Comme l’exige l’ONU, dans son Traité relatif à l’espace extra-atmosphérique, chaque mission spatiale se doit en effet d’éviter toute contamination de l’astre visé. Le CNES a par exemple défini des normes strictes : pas plus de trois cents spores bactériennes par mètre carré à la surface d’un module martien. Dix fois moins même pour les équipements destinés à la recherche biologique, sur lesquelles moins de trente spores sont tolérées. Ces exigences impliquent des procédures de désinfection lourdes et coûteuses : traitements chimiques, thermiques ou même irradiations.

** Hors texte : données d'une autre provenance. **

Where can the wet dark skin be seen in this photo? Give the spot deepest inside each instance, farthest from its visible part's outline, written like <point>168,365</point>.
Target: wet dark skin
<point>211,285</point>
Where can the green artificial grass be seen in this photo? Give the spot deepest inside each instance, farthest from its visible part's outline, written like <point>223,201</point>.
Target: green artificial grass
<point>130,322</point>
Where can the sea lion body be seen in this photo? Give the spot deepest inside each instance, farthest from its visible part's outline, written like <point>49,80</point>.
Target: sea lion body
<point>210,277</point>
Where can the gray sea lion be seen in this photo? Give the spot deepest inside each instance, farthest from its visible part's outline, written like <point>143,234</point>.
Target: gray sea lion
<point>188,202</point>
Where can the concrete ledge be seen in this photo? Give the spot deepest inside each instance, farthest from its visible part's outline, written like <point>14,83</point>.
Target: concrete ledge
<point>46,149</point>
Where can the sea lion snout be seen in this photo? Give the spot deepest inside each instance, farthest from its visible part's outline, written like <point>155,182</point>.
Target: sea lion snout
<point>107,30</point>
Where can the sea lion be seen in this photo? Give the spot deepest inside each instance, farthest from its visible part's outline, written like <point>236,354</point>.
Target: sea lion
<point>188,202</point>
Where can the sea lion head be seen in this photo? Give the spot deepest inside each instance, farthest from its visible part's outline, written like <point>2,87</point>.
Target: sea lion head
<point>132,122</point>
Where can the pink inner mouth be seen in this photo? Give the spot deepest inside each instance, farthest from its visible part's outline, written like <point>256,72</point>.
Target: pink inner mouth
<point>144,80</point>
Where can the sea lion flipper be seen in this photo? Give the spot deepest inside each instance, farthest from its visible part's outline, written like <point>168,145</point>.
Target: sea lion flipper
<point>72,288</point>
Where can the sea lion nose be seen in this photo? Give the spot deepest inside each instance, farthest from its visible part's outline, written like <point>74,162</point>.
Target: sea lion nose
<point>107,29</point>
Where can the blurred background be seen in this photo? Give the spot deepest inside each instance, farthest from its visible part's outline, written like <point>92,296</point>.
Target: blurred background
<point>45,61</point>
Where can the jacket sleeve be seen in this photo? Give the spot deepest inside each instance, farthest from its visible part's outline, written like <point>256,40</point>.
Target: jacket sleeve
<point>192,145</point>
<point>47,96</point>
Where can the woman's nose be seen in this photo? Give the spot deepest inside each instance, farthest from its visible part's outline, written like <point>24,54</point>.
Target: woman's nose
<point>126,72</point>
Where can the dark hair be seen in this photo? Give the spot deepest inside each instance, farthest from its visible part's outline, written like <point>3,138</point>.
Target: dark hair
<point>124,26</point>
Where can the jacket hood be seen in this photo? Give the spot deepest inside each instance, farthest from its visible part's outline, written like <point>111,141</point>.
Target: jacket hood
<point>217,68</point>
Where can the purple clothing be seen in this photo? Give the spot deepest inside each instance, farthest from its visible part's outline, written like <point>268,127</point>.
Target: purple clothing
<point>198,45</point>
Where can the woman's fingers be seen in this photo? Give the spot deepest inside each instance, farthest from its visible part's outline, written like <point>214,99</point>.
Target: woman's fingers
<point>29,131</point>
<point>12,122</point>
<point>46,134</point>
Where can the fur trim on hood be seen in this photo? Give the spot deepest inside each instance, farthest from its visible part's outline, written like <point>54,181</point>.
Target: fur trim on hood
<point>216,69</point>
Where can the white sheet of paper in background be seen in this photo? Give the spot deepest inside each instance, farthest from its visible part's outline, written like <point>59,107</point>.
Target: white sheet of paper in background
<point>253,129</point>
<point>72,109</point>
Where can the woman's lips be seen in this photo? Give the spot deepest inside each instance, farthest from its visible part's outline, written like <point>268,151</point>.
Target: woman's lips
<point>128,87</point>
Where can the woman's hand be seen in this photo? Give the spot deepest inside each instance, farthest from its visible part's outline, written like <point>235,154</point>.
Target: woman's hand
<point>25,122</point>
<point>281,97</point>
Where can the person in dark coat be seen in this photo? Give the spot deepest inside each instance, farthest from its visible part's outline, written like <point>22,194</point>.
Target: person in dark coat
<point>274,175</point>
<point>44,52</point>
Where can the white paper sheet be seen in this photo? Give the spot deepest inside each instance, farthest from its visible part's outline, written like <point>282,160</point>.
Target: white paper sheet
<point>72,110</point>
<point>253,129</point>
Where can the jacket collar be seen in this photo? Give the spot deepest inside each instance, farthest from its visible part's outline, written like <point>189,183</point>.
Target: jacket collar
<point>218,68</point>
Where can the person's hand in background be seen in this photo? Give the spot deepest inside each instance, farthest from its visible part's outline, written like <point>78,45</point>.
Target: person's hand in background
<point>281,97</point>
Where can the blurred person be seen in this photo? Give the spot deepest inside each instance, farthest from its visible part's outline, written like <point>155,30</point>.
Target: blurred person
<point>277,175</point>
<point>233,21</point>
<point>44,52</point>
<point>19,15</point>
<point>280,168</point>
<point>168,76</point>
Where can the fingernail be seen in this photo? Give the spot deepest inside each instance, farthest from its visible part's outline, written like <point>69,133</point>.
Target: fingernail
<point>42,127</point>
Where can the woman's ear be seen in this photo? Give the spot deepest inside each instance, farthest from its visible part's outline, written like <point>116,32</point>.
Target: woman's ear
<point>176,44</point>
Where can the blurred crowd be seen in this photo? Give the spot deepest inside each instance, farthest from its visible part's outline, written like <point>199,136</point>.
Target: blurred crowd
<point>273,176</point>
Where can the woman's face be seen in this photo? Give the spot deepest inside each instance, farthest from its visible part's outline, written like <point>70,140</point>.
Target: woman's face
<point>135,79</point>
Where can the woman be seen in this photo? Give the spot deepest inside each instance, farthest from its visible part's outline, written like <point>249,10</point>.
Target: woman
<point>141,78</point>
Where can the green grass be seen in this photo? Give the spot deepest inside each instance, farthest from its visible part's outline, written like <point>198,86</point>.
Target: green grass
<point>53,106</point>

La découverte inédite des astrobiologistes de l’Université d’Edimbourg pourrait ainsi changer la donne dans le domaine de la protection planétaire, et plus particulièrement d’une potentielle contamination microbienne de Mars. Mais la prudence reste de mise. « Il faut aussi noter que les UV sont absorbés à la surface. Si les bactéries sont rapidement “enterrées”, elles pourraient donc être protégées », met en garde Hervé Cottin.

Les conclusions des chercheurs pourraient aussi tirer un trait définitif sur tout espoir de vie indigène sur Mars. Peut-être la réponse ultime à la question soulevée dans les seventies par le tube de David Bowie : non, définitivement non, pas de vie sur Mars.